With a win in Indiana under her belt, Clinton would look to bolster her electability argument with wins in places like West Virginia that give her another chance to tout her dominance among blue-collar white voters. She could also look to Puerto Rico, which votes June 1, where she can flex her muscle with Hispanics.
"If she shows real strength in a place like West Virginia and then can win a state like Oregon, the electability questions remain," says Democratic strategist Liz Chadderdon. "She's already proven there are a significant number of voters that are drawn to her over Obama."
With no poll numbers to parse just yet for any of the remaining states, the demographic make-up is the best indicator of how those contests may shape up. Democratic strategist Tad Devine says expectations will be high for Clinton in West Virginia, Kentucky and Puerto Rico. But Devine thinks the key state moving forward will likely be Oregon. "That state's going to have a lot of weight," he says. "It's a more progressive state that doesn't fit naturally into her column, so if she can win there it helps her chances and her argument immeasurably."

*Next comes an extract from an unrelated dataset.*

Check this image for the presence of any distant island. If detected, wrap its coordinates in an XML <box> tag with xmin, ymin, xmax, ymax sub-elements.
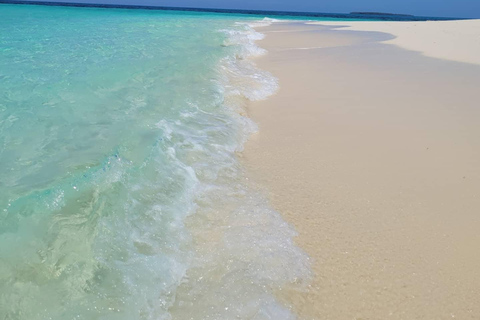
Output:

And despite primary fatigue from party insiders, Democratic voters appear anxious to keep the contest moving. A Gallup poll released Tuesday found that 60 percent of Democrats want both Obama and Clinton to continue their campaigns. Just 23 percent of Democrats said Clinton should drop out; 15 percent said Obama should leave the race. The same poll found that 45 percent of Democratic voters think the party's superdelegates should wait until the official end of the primary season June 3 to declare their allegiance. And a full 26 percent of voters want the supers to wait until the convention in Denver.
Coming into Tuesday, Clinton was some 415 pledged delegates short of the number needed to clinch the nomination-that count does not include Florida and Michigan. Obama was just 280 shy entering Tuesday. Come Wednesday, Obama will likely be within 200 delegates of reaching the magic number of 2,025 pledged delegates.
If the Clinton campaign decides to fight on, the race for the nomination could enter a contentious and confusing phase as the end of the primary season nears. The Democratic National Committee's Rules and Bylaws Committee is set to meet at the end of the month, where members will debate whether to seat the delegations from Michigan and Florida. Tad Devine says that meeting could be the start of weeks of procedural wrangling between the campaigns, assuming the Clinton campaign takes up that fight.
"Anything from inconsequential action to turmoil can come out of that process," Devine says. "It's really up to the campaigns to decide what they want the tone of this to be, because the rules are such that they could go as nuclear as they want if it drags on, especially if it gets to Denver."
And given the chance, says Liz Chadderdon, Hillary Clinton will take the fight to Denver.
"Hillary has proven that she doesn't go quietly, so I can only imagine they have figured out a path to victory," she says. "Now, do I think [the Clintons] would rip apart the party for her to be the nominee? ... I actually do, which is really quite a depressing thought for a Democrat."